"La pazzia è come il paradiso. Quando arrivi al punto che non te ne frega più niente di quello che gli altri possono dire, sei vicino al cielo."
Jimi Endrix
Era una mattinata d'inverno. Fuori dall'auto pioveva e grandinava mentre io guardavo le goccioline che scendevano sul vetro del finestrino facendo la solita gara a chi arriva prima. La mia playlist preferita scorreva nelle cuffie come un fiume in piena. Mio fratello Rayan stava nella mia stessa posizione, ovvero rannicchiato tra il sedile davanti e lo schienale del suo con le gambe portate al petto a fissare fuori dal finestrino il paesaggio piovoso di quell'inverno freddo, un po' più gelido da quando i giorni della merla erano in corso. Probabilmente stava ascoltando un audiolibro, anche se preferisce leggere i libri cartacei, ma soffre di mal di auto quando legge in macchina. Vi confermo che non è piacevole quando rimette sul libro ma soprattutto sui miei piedi, poi tiene il broncio tutta al giornata (come se le Dottor Martins che mi avevano regalato per il compleanno fossero le sue scarpe e non le mie. Quando glielo fai notare, però, si innervosisce pure, ma io dico...).

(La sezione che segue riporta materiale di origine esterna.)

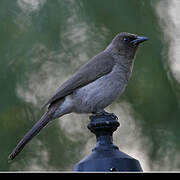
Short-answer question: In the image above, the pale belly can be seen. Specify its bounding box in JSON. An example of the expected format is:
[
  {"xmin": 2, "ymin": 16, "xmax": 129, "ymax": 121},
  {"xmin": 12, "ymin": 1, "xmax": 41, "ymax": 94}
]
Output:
[{"xmin": 71, "ymin": 67, "xmax": 126, "ymax": 113}]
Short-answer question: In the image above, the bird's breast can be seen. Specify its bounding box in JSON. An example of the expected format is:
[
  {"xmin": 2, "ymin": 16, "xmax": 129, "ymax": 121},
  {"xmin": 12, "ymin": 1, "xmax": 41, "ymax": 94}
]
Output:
[{"xmin": 72, "ymin": 65, "xmax": 127, "ymax": 112}]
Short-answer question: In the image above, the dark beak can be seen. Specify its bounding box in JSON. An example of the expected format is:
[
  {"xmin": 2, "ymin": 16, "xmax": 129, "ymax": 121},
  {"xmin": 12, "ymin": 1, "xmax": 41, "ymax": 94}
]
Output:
[{"xmin": 131, "ymin": 36, "xmax": 149, "ymax": 45}]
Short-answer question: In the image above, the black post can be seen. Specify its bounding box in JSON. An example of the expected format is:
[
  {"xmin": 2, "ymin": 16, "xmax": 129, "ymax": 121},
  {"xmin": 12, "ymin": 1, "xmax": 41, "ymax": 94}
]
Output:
[{"xmin": 74, "ymin": 114, "xmax": 142, "ymax": 172}]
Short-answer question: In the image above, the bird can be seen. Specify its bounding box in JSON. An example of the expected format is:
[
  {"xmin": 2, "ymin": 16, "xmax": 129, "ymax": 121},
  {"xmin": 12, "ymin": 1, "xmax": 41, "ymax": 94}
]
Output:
[{"xmin": 9, "ymin": 32, "xmax": 149, "ymax": 160}]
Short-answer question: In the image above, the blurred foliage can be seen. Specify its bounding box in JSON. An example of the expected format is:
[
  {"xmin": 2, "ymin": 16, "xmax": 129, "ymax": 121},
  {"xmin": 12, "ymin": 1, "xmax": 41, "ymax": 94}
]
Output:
[{"xmin": 0, "ymin": 0, "xmax": 180, "ymax": 171}]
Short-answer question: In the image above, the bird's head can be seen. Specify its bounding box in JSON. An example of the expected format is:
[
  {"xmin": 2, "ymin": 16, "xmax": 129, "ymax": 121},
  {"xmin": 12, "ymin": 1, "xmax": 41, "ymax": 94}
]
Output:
[{"xmin": 109, "ymin": 32, "xmax": 149, "ymax": 59}]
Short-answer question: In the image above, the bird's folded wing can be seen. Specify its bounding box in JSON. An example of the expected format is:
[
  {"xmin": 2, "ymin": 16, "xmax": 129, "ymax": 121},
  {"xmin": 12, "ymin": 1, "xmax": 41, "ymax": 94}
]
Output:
[{"xmin": 42, "ymin": 52, "xmax": 115, "ymax": 108}]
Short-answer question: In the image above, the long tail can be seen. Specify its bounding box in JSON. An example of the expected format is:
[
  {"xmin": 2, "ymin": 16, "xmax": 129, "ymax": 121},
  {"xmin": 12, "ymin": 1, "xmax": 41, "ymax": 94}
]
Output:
[{"xmin": 9, "ymin": 112, "xmax": 51, "ymax": 160}]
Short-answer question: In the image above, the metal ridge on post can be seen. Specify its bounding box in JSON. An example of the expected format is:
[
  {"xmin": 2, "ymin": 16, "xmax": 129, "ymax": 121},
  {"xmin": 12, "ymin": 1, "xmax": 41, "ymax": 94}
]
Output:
[{"xmin": 73, "ymin": 113, "xmax": 142, "ymax": 172}]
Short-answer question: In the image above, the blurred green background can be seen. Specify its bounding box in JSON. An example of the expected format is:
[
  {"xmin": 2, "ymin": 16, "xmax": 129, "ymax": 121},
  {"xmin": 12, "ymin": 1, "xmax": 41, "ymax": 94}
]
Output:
[{"xmin": 0, "ymin": 0, "xmax": 180, "ymax": 171}]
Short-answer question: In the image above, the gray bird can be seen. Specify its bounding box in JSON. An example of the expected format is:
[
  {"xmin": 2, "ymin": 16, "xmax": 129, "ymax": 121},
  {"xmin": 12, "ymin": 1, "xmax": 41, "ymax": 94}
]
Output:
[{"xmin": 9, "ymin": 32, "xmax": 148, "ymax": 160}]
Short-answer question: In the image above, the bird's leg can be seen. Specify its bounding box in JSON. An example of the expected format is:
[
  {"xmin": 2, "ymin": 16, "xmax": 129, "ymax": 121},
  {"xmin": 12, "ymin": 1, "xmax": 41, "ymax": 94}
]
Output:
[{"xmin": 92, "ymin": 109, "xmax": 117, "ymax": 118}]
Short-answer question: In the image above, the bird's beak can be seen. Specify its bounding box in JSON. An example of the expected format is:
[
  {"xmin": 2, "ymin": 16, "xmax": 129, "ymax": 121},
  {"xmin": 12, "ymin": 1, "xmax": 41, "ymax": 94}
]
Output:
[{"xmin": 131, "ymin": 36, "xmax": 149, "ymax": 45}]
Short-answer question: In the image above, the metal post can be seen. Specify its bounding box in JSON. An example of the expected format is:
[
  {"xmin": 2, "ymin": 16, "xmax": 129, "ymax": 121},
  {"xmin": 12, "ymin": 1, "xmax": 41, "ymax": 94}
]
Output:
[{"xmin": 73, "ymin": 113, "xmax": 142, "ymax": 172}]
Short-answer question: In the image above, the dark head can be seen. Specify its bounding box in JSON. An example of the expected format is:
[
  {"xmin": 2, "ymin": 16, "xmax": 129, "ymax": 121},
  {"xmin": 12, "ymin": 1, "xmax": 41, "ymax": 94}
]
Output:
[{"xmin": 107, "ymin": 32, "xmax": 148, "ymax": 59}]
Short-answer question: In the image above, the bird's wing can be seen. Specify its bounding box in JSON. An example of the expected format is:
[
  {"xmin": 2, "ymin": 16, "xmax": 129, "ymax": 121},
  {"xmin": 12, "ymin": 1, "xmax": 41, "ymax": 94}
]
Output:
[{"xmin": 42, "ymin": 52, "xmax": 115, "ymax": 108}]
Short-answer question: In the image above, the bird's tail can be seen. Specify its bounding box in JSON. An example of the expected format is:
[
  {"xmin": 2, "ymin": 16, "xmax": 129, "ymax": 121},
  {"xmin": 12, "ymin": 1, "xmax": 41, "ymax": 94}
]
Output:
[{"xmin": 9, "ymin": 112, "xmax": 52, "ymax": 160}]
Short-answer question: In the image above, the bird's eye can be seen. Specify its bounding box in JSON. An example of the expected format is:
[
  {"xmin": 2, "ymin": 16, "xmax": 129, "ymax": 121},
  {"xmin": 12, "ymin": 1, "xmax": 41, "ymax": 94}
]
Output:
[{"xmin": 123, "ymin": 37, "xmax": 129, "ymax": 42}]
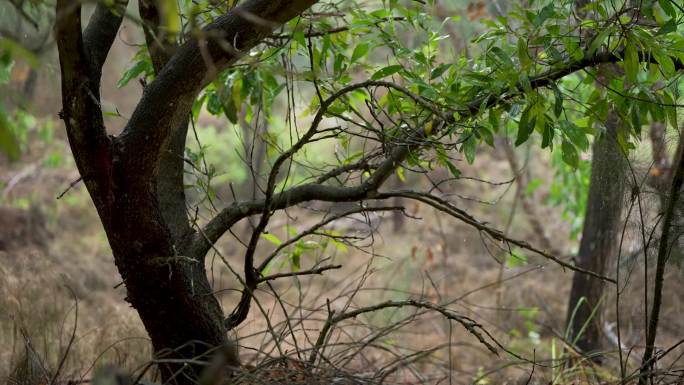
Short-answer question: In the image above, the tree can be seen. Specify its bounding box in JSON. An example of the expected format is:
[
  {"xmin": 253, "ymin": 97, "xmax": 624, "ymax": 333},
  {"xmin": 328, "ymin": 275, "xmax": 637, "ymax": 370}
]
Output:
[
  {"xmin": 55, "ymin": 0, "xmax": 682, "ymax": 383},
  {"xmin": 566, "ymin": 109, "xmax": 628, "ymax": 359}
]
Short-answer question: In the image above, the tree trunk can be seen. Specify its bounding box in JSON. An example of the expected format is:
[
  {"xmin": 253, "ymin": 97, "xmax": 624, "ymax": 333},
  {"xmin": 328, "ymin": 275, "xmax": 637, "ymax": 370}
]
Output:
[{"xmin": 566, "ymin": 112, "xmax": 626, "ymax": 353}]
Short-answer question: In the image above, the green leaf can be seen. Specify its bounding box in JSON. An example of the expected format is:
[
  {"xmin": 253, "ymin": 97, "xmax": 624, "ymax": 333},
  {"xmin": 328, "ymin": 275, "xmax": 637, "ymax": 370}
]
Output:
[
  {"xmin": 0, "ymin": 110, "xmax": 19, "ymax": 160},
  {"xmin": 446, "ymin": 160, "xmax": 461, "ymax": 179},
  {"xmin": 116, "ymin": 59, "xmax": 152, "ymax": 88},
  {"xmin": 561, "ymin": 140, "xmax": 579, "ymax": 169},
  {"xmin": 624, "ymin": 42, "xmax": 639, "ymax": 82},
  {"xmin": 518, "ymin": 38, "xmax": 532, "ymax": 70},
  {"xmin": 261, "ymin": 233, "xmax": 283, "ymax": 246},
  {"xmin": 656, "ymin": 17, "xmax": 677, "ymax": 35},
  {"xmin": 653, "ymin": 51, "xmax": 675, "ymax": 75},
  {"xmin": 506, "ymin": 249, "xmax": 527, "ymax": 269},
  {"xmin": 430, "ymin": 63, "xmax": 452, "ymax": 80},
  {"xmin": 351, "ymin": 43, "xmax": 370, "ymax": 63},
  {"xmin": 551, "ymin": 83, "xmax": 563, "ymax": 118},
  {"xmin": 658, "ymin": 0, "xmax": 677, "ymax": 17},
  {"xmin": 542, "ymin": 124, "xmax": 554, "ymax": 148},
  {"xmin": 371, "ymin": 64, "xmax": 404, "ymax": 80},
  {"xmin": 515, "ymin": 105, "xmax": 537, "ymax": 146},
  {"xmin": 461, "ymin": 136, "xmax": 477, "ymax": 164}
]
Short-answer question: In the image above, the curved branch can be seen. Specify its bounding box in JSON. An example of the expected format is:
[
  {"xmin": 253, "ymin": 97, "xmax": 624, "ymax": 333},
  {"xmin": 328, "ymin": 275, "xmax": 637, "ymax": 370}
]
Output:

In famiglia abbiamo sempre avuto la passione per i i libri di ogni tipo, dal fantasy all'horror. Ricordo ancora i pomeriggi con mia madre che ci leggeva le favole, le avventure, i misteri. Man mano che crescevamo cresceva anche la lunghezza, lo spessore dei racconti, la difficoltà nel comprendere il significato delle parole. Lei si metteva seduta sulla sedia a dondolo e iniziava a leggere con noi sulle sue esili gambe. Papà arrivava con la cena ritirata al McDrive. Erano pomeriggi passati in famiglia, che bei tempi.
Zio Marco, intanto, era al volante e cercava di avere una conversazione rispettabile con noi due, o almeno con uno. Peccato che la sua iniziativa fallisse miseramente visto che rispondevamo solo a monosillabi o con frasi dubbie.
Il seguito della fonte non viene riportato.